Belrix: I think it would be interesting if you responded to some posters here who asked you to imagine if you were a Christian living in a Muslim-majority nation. Would you be at all interested in people who wanted to put Allah back in Ramadan? Or would you feel it to be an effort to shove a religion you have no part in down your throat?

Besides, as many have pointed out, Christmas is returning to that from whence it came: A non-Christian holday celebrated by diverse groups for diverse reasons. It can be called anything (and usually is), and there is no `right’ way to celebrate it. If you want to sing the most religious carols and recite the 23rd Psalm and so forth, go and do it in peace. Do not, however, imagine for an instant that you are any more correct than I.

And, finally, this caught my eye:

Remember: Christ had a Family, and he was considered rather extreme by the people in charge in his day.
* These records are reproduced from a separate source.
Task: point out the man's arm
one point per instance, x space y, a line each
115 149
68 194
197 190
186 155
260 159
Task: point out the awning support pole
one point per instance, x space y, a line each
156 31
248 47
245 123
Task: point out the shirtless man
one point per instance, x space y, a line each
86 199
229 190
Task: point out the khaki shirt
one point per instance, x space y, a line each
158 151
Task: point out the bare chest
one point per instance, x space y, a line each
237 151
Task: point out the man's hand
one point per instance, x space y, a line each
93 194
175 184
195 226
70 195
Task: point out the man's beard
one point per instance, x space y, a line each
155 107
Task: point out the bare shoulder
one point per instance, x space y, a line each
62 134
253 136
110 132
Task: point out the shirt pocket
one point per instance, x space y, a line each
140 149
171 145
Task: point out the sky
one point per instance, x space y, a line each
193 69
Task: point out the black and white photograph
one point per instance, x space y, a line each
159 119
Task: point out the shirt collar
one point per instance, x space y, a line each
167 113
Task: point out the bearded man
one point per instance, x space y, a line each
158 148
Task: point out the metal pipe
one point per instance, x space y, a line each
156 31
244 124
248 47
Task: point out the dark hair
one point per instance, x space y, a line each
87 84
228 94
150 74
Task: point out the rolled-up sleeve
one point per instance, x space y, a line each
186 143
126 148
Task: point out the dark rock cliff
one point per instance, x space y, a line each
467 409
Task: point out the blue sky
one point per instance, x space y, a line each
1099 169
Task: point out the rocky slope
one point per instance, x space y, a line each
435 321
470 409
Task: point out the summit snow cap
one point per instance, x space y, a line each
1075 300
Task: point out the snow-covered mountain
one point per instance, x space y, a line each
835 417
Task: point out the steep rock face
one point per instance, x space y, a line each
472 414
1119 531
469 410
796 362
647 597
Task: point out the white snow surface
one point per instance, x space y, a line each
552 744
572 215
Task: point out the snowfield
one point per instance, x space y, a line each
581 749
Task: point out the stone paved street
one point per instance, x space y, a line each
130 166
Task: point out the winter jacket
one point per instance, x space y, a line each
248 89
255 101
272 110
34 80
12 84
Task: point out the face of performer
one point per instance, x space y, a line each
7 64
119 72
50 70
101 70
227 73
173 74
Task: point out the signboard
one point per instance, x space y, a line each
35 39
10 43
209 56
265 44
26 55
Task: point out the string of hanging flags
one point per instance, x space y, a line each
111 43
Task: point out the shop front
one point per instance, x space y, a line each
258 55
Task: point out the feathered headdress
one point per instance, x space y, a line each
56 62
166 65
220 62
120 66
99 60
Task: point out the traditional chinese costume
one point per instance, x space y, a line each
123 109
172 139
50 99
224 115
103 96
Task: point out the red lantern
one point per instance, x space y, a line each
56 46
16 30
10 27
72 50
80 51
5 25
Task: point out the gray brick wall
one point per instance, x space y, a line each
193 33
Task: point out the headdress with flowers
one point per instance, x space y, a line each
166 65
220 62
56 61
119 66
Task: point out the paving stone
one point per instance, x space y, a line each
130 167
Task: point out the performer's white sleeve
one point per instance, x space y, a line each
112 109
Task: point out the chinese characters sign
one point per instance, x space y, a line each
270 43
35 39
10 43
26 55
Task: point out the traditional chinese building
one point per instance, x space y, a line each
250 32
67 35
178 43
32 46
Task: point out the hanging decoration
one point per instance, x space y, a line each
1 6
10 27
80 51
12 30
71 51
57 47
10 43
If I were you, I’d be a bit more circumspect in comparing the religious figures of others to criminals and lunatics.

Christmas is also pagan and made-up.

Sorry for the mixup on the origin of the dratted “X” - it’s been a loooooong time since I read that snopes article.

I’m celebrating Sexmas on December 25 because that’s the day my husband gets off of work, and it’s hard to celebrate Sexmas by yourself. Hard, but not impossible.

Belrix, lay off the weed, son, it’s messin’ with your mind.

Christ has not been stripped from Christmas. You just said that you were at your church rehearsing a Christmas play, which I assume has something to do with the birth of Christ. See, you have Christ in Christmas, after all! You can go to church, pray, read the bible, and do all the religiously significant acts you enjoy to your heart’s content.

But that’s not enough for you. You want to make everybody else observe the holiday your way and do what you want them to. This is the chief reason I intensely dislike fundies–they’re essentially fascists at heart who cannot tolerate the idea that other people should be able to make their own choices in life.

I will observe Christmas the way I choose, not the way you choose.

Rev. Lovejoy: “…He was working in the hearts of your friends and neighbors when they came to your aid, be they Christian, Jew or miscellaneous.”

Apu: “Hindu! There are 700 million of us.”

Rev. Lovejoy: “Aw, that’s super.”

dropzone:

And Christmas isn’t pagan? It isn’t “made-up”? The black people you know are idiots. Why don’t you educate them?

(Namaste xeno!) I must say, though, much as I enjoy all the hoopla and whoopie of the secular Christmas, not to mention “Messiah” sings and other aspects of the religious Christmas that don’t require you to be a believer, I agree that the whole thing is maniacally overblown in America these days.

Of course, since most of the US population (and hence most of its retailers, advertisers, and present-buyers) is Christian, the OP ought to be out convincing them to reform instead of coming here to bitch about how “evangelical atheists” might react. Personally, here in Jaipur I had all the “Christmas” I needed on Diwali, and I am quite enjoying the refreshing absence of the commercial Christmas blitz in a Hindu-dominated society.